(政界地獄耳)「民主主義の死に方」防ぐために - 日刊スポーツ(2019年1月12日)

https://www.nikkansports.com/general/column/jigokumimi/news/201901120000069.html
http://archive.today/2019.01.12-010533/https://www.nikkansports.com/general/column/jigokumimi/news/201901120000069.html

★日本の政治は閉塞(へいそく)感にさいなまれているが、これは日本だけの現象ではない。ではそこから抜け出すにはどうしたらいいか。昨年秋に出版された「民主主義の死に方 二極化する政治が招く独裁への道」(スティーブン・レビツキー ダニエル・ジブラット、濱野大道訳 新潮社刊)にはその処方のヒントがある。

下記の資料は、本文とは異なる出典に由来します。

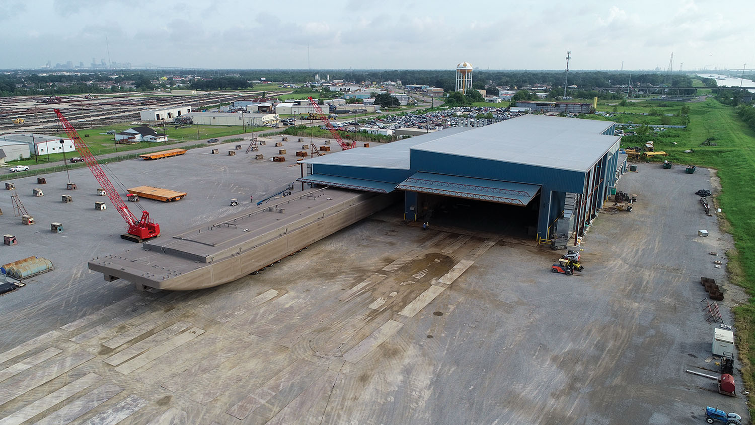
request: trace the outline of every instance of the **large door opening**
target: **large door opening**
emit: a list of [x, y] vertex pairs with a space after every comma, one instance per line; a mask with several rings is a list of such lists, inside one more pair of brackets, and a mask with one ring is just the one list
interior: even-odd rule
[[418, 220], [428, 221], [431, 227], [460, 227], [525, 239], [537, 235], [539, 193], [525, 207], [425, 194], [420, 195], [419, 204], [424, 217]]

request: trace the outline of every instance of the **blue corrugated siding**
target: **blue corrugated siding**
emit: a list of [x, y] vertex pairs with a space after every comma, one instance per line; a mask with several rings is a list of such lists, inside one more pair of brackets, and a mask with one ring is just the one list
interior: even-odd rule
[[356, 179], [384, 181], [399, 184], [411, 176], [409, 170], [396, 168], [375, 168], [372, 167], [356, 167], [350, 165], [332, 165], [328, 164], [313, 164], [313, 174], [341, 176]]
[[410, 174], [415, 171], [539, 184], [548, 190], [577, 193], [582, 192], [585, 175], [580, 171], [412, 150]]

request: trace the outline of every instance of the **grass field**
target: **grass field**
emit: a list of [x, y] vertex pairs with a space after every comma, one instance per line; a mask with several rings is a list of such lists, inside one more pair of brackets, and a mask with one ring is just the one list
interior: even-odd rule
[[291, 94], [282, 94], [282, 95], [279, 96], [278, 98], [280, 99], [281, 100], [288, 100], [288, 99], [297, 99], [297, 100], [299, 100], [299, 99], [307, 99], [307, 97], [314, 97], [315, 99], [318, 99], [320, 97], [320, 94], [319, 93], [315, 93], [315, 92], [311, 92], [311, 93], [292, 93]]

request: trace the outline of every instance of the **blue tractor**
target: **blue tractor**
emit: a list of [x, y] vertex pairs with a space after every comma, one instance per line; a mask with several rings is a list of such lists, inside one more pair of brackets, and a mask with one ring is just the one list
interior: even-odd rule
[[717, 408], [705, 408], [705, 421], [713, 423], [716, 420], [720, 420], [724, 423], [733, 423], [734, 425], [741, 425], [742, 417], [735, 413], [726, 413]]

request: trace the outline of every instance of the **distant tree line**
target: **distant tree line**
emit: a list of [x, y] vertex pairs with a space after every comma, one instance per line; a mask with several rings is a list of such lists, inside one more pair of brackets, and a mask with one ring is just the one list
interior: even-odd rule
[[209, 79], [197, 79], [191, 82], [191, 88], [196, 90], [239, 90], [254, 87], [244, 77], [215, 77]]
[[[103, 93], [108, 91], [128, 91], [134, 89], [116, 87], [112, 89], [103, 89], [95, 85], [87, 85], [89, 82], [108, 82], [110, 75], [119, 73], [116, 83], [120, 81], [135, 81], [133, 85], [136, 90], [152, 90], [156, 85], [151, 81], [159, 79], [166, 74], [166, 71], [145, 70], [109, 70], [92, 71], [81, 75], [58, 75], [51, 74], [40, 75], [39, 72], [19, 71], [11, 74], [0, 75], [0, 96], [18, 96], [23, 94], [68, 94], [68, 93]], [[253, 80], [285, 82], [290, 83], [305, 83], [314, 81], [316, 74], [320, 78], [329, 75], [331, 80], [343, 79], [347, 81], [361, 82], [384, 82], [400, 80], [403, 84], [419, 84], [439, 87], [446, 92], [455, 89], [455, 71], [453, 69], [395, 69], [395, 70], [344, 70], [344, 69], [185, 69], [175, 71], [179, 75], [190, 74], [195, 77], [190, 82], [190, 87], [197, 90], [222, 90], [249, 88]], [[564, 71], [490, 71], [476, 70], [473, 79], [472, 88], [484, 89], [490, 94], [497, 94], [497, 87], [510, 87], [521, 88], [536, 84], [549, 85], [554, 91], [551, 94], [556, 95], [556, 91], [562, 94], [565, 81]], [[569, 85], [578, 86], [578, 90], [591, 89], [593, 88], [605, 88], [615, 85], [627, 85], [630, 82], [633, 86], [649, 85], [655, 86], [667, 85], [669, 87], [692, 87], [692, 77], [686, 74], [674, 72], [670, 76], [662, 72], [617, 72], [617, 71], [572, 71], [569, 73]], [[669, 81], [670, 80], [670, 81]], [[715, 80], [702, 79], [707, 87], [716, 87]], [[710, 81], [709, 81], [710, 80]], [[51, 83], [51, 84], [48, 84]], [[61, 85], [66, 84], [66, 85]], [[70, 86], [67, 85], [70, 84]], [[23, 85], [17, 88], [17, 85]], [[172, 78], [162, 81], [157, 86], [166, 88], [172, 87], [174, 82]], [[52, 91], [50, 90], [52, 89]], [[57, 89], [57, 90], [56, 90]], [[675, 91], [675, 92], [677, 91]], [[694, 89], [692, 89], [694, 94]], [[680, 94], [688, 93], [680, 92]], [[583, 97], [581, 94], [575, 94], [574, 97]], [[606, 96], [606, 95], [602, 95]]]
[[755, 131], [755, 108], [748, 105], [740, 105], [737, 108], [737, 115], [750, 130]]

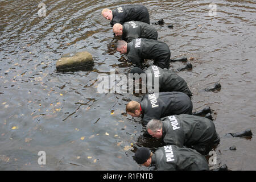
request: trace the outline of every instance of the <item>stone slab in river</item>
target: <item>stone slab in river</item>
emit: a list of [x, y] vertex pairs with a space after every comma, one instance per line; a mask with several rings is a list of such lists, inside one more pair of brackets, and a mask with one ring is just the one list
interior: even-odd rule
[[87, 51], [77, 52], [71, 56], [71, 55], [68, 54], [69, 56], [65, 55], [58, 60], [56, 64], [56, 69], [60, 70], [73, 68], [93, 64], [93, 56]]

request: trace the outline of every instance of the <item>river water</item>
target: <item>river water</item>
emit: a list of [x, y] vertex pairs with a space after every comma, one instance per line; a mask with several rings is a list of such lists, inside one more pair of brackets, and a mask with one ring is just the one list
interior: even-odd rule
[[[46, 16], [38, 14], [40, 2]], [[178, 74], [193, 94], [193, 111], [213, 110], [221, 142], [211, 169], [255, 170], [254, 135], [225, 136], [247, 128], [256, 133], [256, 3], [249, 0], [0, 1], [0, 169], [148, 169], [133, 160], [134, 151], [154, 150], [157, 141], [142, 138], [139, 119], [125, 114], [129, 100], [142, 96], [97, 90], [99, 75], [131, 68], [101, 15], [124, 4], [146, 6], [151, 23], [164, 19], [154, 26], [172, 58], [193, 57], [193, 69]], [[83, 51], [93, 56], [92, 69], [56, 71], [61, 55]], [[217, 81], [220, 90], [204, 91]], [[38, 163], [40, 151], [45, 165]]]

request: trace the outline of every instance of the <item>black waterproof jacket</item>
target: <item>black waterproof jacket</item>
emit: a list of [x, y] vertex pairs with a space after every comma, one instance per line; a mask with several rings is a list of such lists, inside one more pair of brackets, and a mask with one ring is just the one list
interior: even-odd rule
[[183, 146], [207, 155], [220, 138], [213, 122], [197, 115], [180, 114], [161, 118], [164, 144]]
[[144, 125], [151, 119], [181, 114], [191, 114], [193, 105], [189, 97], [179, 92], [146, 94], [142, 99], [142, 118]]
[[[192, 96], [185, 81], [170, 70], [163, 69], [153, 65], [145, 70], [144, 72], [147, 75], [147, 77], [151, 77], [151, 79], [148, 78], [147, 81], [148, 93], [151, 93], [158, 89], [158, 92], [181, 92], [189, 97]], [[152, 76], [150, 77], [150, 75]], [[158, 84], [158, 88], [155, 88]]]
[[158, 31], [152, 25], [144, 22], [130, 21], [123, 24], [122, 39], [130, 42], [136, 38], [158, 39]]
[[209, 171], [205, 157], [195, 150], [175, 145], [159, 148], [152, 156], [158, 171]]
[[113, 26], [115, 23], [120, 23], [129, 21], [139, 21], [150, 24], [148, 11], [141, 5], [123, 5], [112, 11], [113, 19], [110, 24]]
[[163, 69], [170, 68], [171, 51], [167, 44], [148, 39], [135, 39], [127, 46], [127, 56], [130, 61], [139, 68], [144, 59], [152, 59], [154, 64]]

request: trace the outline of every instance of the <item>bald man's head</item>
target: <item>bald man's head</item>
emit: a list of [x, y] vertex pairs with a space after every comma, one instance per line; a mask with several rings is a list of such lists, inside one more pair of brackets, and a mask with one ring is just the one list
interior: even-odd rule
[[113, 19], [112, 11], [110, 9], [107, 8], [103, 9], [102, 11], [101, 11], [101, 14], [105, 18], [109, 20], [112, 20]]
[[120, 23], [115, 23], [113, 26], [113, 31], [115, 36], [122, 36], [123, 35], [123, 26]]

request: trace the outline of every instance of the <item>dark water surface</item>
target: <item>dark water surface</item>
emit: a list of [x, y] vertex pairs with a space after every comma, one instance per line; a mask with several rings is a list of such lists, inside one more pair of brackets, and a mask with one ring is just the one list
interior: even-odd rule
[[[38, 14], [41, 2], [46, 17]], [[139, 120], [124, 114], [128, 98], [141, 96], [97, 93], [99, 74], [131, 68], [101, 15], [127, 3], [145, 5], [152, 23], [164, 19], [154, 26], [171, 57], [194, 57], [193, 69], [178, 74], [193, 92], [193, 111], [214, 110], [221, 142], [211, 168], [255, 170], [255, 135], [225, 136], [246, 128], [256, 133], [256, 2], [249, 0], [0, 1], [0, 169], [148, 169], [133, 160], [134, 149], [154, 146], [142, 139]], [[61, 55], [85, 50], [93, 56], [92, 70], [56, 71]], [[220, 90], [203, 91], [217, 81]], [[40, 151], [46, 165], [38, 164]]]

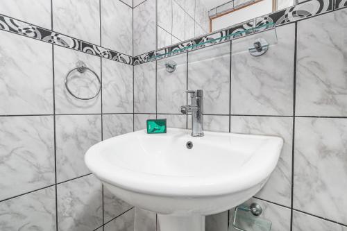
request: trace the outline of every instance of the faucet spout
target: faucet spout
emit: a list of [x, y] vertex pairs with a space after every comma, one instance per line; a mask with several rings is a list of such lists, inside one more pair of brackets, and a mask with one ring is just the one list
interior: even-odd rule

★軍事クーデターによって民主主義が消えた国はあるものの、もうひとつ、選挙で選ばれた指導者によって民主主義が死ぬこともあると本書は指摘する。ベネズエラアメリカ、ジョージアハンガリーニカラグア、ペルー、フィリピン、ポーランド、ロシア、スリランカ、トルコ、ウクライナ、チリなどが挙げられているが、日本はどうだろうか。また本書は独裁主義的な行動を示す4つのポイントを示している。(1)ゲームの民主主義的ルールを拒否(あるいは軽視)する(2)政治的な対立相手の正当性を否定する(3)暴力を許容・促進する(4)対立相手(メディアを含む)の市民的自由を率先して奪おうとする。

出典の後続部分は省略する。